Register • Sep 20, 2013 at 4:00 PM

Fed Keeps Pump Primed


The Federal Reserve surprised markets on Wednesday with an announcement that they were not changing anything.


The Fed reported that they will continue buying $85 billion of bonds per month in an effort to stimulate the economy by keeping interest rates low. This came as a surprise to most investors who had been expecting them to reduce the purchases by $10 billion. Instead, the “quantitative easing” program (QE3) is continuing in full swing until the Fed sees more evidence of an improving economy.


The immediate response to this news were swift rallies in gold, stocks, bonds, and foreign currencies, all of which benefit from lower US interest rates. Gold had the largest gain, rallying more than $55 per ounce (+4.2%) to $1,367 on Wednesday. By the end of the week, the yellow metal had given up half of its gain, trading Friday for $1,338.


Coffee Grinds Lower


Coffee prices fell to $1.11 per pound this week, the lowest price in over four years. Prices have been in decline as US inventories of coffee swell to levels not seen since 2009. In addition to already large inventories, large crops could be hitting the global market soon. The world’s largest coffee producer, Brazil, is benefitting from rains during the coffee trees’ flowering stage that should boost production of next year’s crop. Meanwhile, Vietnam is beginning its harvest of the world’s second largest crop, which could put near-term pressure on prices.


For now, baristas and home brewers should benefit from lower prices, which are down 64% from the high of $3.06 made in 2011.


Natural Gas Rises


Natural gas prices lifted to a two-month high this week on news that inventories are currently 5% lower than last year.


Unseasonably warm weather in September has increased demand for air conditioning and electricity, much of which is ultimately generated by natural gas.

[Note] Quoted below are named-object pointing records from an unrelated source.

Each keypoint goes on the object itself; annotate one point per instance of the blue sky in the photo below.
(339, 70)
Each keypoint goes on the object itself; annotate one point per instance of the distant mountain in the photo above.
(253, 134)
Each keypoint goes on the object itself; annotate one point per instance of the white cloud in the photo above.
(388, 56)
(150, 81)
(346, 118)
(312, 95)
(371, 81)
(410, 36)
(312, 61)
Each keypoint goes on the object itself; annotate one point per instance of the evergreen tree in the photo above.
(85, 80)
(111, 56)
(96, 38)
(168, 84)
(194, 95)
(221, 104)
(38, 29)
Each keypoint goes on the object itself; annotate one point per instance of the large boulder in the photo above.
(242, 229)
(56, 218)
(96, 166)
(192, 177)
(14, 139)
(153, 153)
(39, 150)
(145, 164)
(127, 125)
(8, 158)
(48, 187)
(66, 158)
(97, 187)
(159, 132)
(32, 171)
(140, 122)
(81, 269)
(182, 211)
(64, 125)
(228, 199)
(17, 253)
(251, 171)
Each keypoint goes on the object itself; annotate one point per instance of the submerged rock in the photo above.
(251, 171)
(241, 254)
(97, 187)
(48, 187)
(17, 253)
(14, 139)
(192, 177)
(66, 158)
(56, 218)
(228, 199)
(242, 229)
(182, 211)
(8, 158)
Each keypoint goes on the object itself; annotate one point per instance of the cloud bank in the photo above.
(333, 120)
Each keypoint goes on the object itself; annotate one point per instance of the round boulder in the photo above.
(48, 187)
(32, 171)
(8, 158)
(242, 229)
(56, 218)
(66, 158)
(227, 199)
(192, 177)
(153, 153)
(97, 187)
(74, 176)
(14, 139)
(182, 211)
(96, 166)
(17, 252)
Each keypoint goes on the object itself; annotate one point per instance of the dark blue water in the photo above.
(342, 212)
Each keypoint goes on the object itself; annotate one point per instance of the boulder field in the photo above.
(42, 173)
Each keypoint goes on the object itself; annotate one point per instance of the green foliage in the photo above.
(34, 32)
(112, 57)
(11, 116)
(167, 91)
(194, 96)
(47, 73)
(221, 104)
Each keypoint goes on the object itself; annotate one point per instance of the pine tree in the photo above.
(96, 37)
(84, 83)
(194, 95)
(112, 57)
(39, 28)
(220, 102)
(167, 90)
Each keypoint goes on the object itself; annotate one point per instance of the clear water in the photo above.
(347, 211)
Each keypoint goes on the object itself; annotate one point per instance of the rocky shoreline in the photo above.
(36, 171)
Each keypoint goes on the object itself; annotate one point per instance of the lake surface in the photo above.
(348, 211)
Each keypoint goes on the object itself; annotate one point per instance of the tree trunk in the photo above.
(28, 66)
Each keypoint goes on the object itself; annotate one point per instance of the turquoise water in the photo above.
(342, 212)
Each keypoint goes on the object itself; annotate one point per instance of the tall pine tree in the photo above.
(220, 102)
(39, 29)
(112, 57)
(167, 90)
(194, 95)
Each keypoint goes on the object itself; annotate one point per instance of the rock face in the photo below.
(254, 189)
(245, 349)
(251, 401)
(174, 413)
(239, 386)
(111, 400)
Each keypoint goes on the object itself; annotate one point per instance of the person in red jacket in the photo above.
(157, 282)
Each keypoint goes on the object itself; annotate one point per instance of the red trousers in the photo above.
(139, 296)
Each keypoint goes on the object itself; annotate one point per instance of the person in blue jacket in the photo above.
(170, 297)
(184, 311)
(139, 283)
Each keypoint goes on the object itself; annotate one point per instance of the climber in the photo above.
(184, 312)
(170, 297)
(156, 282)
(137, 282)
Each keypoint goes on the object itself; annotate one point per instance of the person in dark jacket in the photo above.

This strong demand has helped to keep natural gas inventories lower, helping prices rise.


Other traders are eying weather in the Gulf of Mexico, home to 5% of US natural gas production. Although the Gulf of Mexico has largely been spared from significant damage this hurricane season, there is still potential for tropical storms to affect the offshore oil and natural gas production rigs scattered throughout the Gulf.